Cuando cierro los ojos pensando inútilmente

que así estaré más lejos

de aquí, de mí, de todo

aquello que me acusa de no ser más que un muerto

[…]

Siento que estoy viviendo aquí mi muerte,

mi sola muerte presente,

mi muerte que no puedo compartir ni llorar,

mi muerte de que no me consolaré jamás.

[…]

El miedo de no ser sino un cuerpo vacío

que alguien, yo mismo o cualquier otro, puede ocupar,

y la angustia de verse fuera de sí, viviendo,

y la duda de ser o no ser realidad.

Es, en su Décima muerte, donde en diez décimas acendró con inteligente esmero toda la percepción de su muerte. Cada una de ellas es como la perfecta faceta de un diamante que, al beber la luz, la devuelve transformada en la palpitación de una sola llama alcanforada y fría. Todo el poema es como el agua que, al volverse rocío, ya no es agua, sino la redondez transparente de una gota adherida al cáliz de una rosa, que resiste y refleja en su entraña la síntesis de todo el universo.

este caer sin llegar

es la angustia de pensar

que puesto que muero existo.

[…]

¿No serás, Muerte; en mi vida,

agua, fuego, polvo y viento?

[…]

pueda, sin sombra de sueño,

saber que de ti me adueño,

sentir que muero despierto.

[…]

Y será posible, acaso,

vivir después de haber muerto.

[…]

¿qué será, Muerte, de ti

cuando al salir yo del mundo,

deshecho el nudo profundo,

tengas que salir de mí?

[…]

si en vista de tu tardanza

para llenar mi esperanza

¡no hay hora en que yo me muera!

Entre sus últimos poemas, hay un «Epitafio» en que resume toda su fe en el morir.
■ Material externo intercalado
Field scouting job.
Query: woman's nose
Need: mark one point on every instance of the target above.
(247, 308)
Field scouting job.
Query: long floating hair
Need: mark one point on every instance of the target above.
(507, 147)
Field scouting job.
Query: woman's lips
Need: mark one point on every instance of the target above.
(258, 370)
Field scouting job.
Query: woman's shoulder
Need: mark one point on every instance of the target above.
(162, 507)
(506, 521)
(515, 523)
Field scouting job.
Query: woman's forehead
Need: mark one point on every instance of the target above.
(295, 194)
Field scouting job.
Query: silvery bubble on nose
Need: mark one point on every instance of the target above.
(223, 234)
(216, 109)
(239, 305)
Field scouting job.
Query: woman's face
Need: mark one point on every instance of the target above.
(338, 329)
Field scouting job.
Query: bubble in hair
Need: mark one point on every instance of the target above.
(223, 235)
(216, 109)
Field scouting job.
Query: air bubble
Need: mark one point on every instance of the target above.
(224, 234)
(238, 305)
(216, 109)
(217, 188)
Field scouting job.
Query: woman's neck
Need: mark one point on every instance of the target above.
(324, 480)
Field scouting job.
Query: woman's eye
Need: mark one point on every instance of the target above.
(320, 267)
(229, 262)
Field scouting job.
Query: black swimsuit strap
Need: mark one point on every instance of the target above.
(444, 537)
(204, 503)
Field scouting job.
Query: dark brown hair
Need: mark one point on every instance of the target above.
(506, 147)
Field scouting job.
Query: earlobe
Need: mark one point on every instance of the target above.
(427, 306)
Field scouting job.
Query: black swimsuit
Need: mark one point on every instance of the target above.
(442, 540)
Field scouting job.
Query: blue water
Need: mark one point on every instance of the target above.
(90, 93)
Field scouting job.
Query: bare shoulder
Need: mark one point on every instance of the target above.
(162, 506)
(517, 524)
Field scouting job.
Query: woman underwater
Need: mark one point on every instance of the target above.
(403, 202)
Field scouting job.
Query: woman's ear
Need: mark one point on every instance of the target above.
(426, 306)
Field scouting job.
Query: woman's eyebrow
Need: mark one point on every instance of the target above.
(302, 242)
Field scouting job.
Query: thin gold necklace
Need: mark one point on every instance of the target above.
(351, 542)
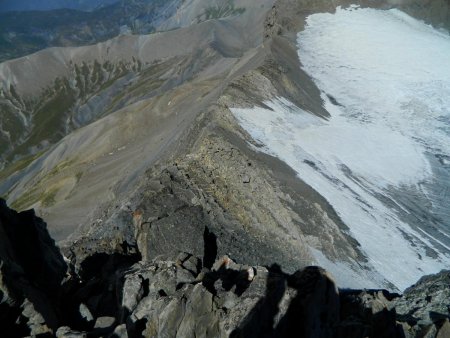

Hay en él todo el fuego de un presentimiento. Es una cuarteta que al leerla se hunde indoloramente en la carne como un delgado y filoso escalofrío.

Duerme aquí silencioso e ignorado

el que en vida vivió una y mil muertes.

Nada quieras saber de mi pasado.

Despertar es morir. ¡No me despiertes!

La Capilla. Revista del Taller de Literatura Elías Nandino, Guadalajara, Jalisco, núm. 3, octubre, 1982, pp. 16-20.